Sir Thomas Stamford Raffles is a historical figure who stands among the likes of Captain Cook and Christopher Columbus—a man in possession of ships who turns up in places, generally tropical in climate, and sows seeds. These seeds are of a peculiar variety: seeds of modernity, painstakingly bred in Europe, containing the ideas, beliefs and philosophies that will germinate and blossom into the world as we know it today. Raffles is still perched atop his pedestal in Empress Place, so dapper, dressed in boots and coattails, not a drop of sweat, his name still ringing with prestige in the hallways, whatever hallways those may be—Raffles Hotel, Raffles Institution, Raffles Boulevard.
I have never been too sure what to make of this Raffles founder character—me, bootless, perspiring, not-British. 2019 marks the Singapore Bicentennial—the big celebration for when Raffles’ seed-laden ship sailed up to Singapore’s shores and the sowing began.

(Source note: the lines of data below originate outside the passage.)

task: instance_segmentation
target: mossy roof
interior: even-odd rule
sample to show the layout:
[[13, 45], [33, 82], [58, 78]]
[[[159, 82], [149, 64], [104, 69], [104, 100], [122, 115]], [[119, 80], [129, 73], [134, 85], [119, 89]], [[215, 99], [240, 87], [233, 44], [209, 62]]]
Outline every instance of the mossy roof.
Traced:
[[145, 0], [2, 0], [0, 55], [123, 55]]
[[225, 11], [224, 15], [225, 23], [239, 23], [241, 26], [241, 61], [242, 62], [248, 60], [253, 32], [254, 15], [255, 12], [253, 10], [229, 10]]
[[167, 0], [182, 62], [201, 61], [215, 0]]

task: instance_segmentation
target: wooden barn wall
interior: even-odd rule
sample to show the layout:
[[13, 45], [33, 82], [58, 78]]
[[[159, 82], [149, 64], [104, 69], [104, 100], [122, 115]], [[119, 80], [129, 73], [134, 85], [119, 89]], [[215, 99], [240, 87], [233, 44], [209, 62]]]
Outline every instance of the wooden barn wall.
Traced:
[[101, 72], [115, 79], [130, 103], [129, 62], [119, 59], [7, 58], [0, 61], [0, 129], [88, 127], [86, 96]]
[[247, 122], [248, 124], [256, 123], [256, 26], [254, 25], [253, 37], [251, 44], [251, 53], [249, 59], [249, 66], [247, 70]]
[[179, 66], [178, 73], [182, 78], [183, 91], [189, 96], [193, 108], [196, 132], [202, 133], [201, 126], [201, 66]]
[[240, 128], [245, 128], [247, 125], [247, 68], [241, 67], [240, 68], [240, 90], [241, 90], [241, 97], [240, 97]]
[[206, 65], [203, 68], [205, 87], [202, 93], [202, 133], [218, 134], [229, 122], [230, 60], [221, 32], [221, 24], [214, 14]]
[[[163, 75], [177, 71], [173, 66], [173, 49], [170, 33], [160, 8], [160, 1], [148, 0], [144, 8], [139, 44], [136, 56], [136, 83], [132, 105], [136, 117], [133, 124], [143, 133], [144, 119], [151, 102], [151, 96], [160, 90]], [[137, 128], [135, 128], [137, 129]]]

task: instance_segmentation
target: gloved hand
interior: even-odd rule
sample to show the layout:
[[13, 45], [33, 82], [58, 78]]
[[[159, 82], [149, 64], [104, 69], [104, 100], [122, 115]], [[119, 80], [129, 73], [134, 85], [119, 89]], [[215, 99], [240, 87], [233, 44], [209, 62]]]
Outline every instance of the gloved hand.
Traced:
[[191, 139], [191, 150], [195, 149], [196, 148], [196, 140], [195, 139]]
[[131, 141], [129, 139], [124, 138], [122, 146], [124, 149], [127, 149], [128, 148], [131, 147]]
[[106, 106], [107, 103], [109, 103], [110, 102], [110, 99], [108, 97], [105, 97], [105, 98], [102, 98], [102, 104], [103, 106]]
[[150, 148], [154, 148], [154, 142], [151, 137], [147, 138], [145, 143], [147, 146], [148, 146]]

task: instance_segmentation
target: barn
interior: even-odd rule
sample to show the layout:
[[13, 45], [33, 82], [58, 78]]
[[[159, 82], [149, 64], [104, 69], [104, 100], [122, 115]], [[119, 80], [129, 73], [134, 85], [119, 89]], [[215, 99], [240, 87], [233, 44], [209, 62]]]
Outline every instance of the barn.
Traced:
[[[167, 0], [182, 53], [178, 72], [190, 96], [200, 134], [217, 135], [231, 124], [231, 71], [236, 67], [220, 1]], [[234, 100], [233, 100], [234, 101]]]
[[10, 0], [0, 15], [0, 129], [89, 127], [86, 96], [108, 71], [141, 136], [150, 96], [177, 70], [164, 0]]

I realise it is also the big celebration for when colonisation started.
How should the colonial period be remembered?
It seems a little odd, doesn’t it, when one thinks about it: celebrating being colonised? Is that how things are supposed to work? The signing of the Pangkor Treaty in Malaysia, so similar to Raffles’ achievement, is generally seen as an embarrassing capitulation. The Dutch VOC get no such festivities in Indonesia, neither Magellan in the Philippines. Isn’t colonisation supposed to come at great costs, human and ecological: forced labour, slavery, the destruction of indigenous worldviews and patterns of life, animals driven to extinction, irreparable habitat loss?
“But colonisation brought something else. A power. An ability to organise land, people and natural resources in the most efficient manner for the extraction of economic wealth.”
But colonisation brought something else. A power. An ability to organise land, people and natural resources in the most efficient manner for the extraction of economic wealth. From what I gather, Raffles was something of a genius in this respect. It was he who first envisioned a thrumming hub for international trade; he who drew up the straight line streets and right-angle intersections, flanked by those clever, shaded five-foot walkways; he who pencilled in the pockets of salubrious green spaces; he who decreed where the different groups on the island would live and how their lives would be regulated. He was the first to understand the importance of having a farsighted economic growth plan, and the even greater importance of getting everyone to stick to it. In many ways, he brought the perfect seeds for growing into present-day Singapore, tigers and orang laut notwithstanding.
So what now?
I do wonder how much longer these colonial horticultural practices can continue to bear fruit. How far can Raffles’ methods be taken? What effect does setting economic growth and efficiency as the organising principle of society have on individual people? Does thinking about societal well-being in this way mean that we are, in effect, setting economic gain as the central purpose of people’s lives, as the main cause of human happiness? It is hard to see how it could be otherwise. And can all people really flourish in some version of Raffles’ international emporium of the east? They didn’t then, except maybe for a fortunate few—the Tan Tock Sengs and the Narayana Pillays, so why would they now?
I suppose, I wonder if the progress of a people can be charted in some other way. As crucial as economic life may be, should it not be just one aspect of a much larger and perhaps even more important set of human/moral planning norms and concerns?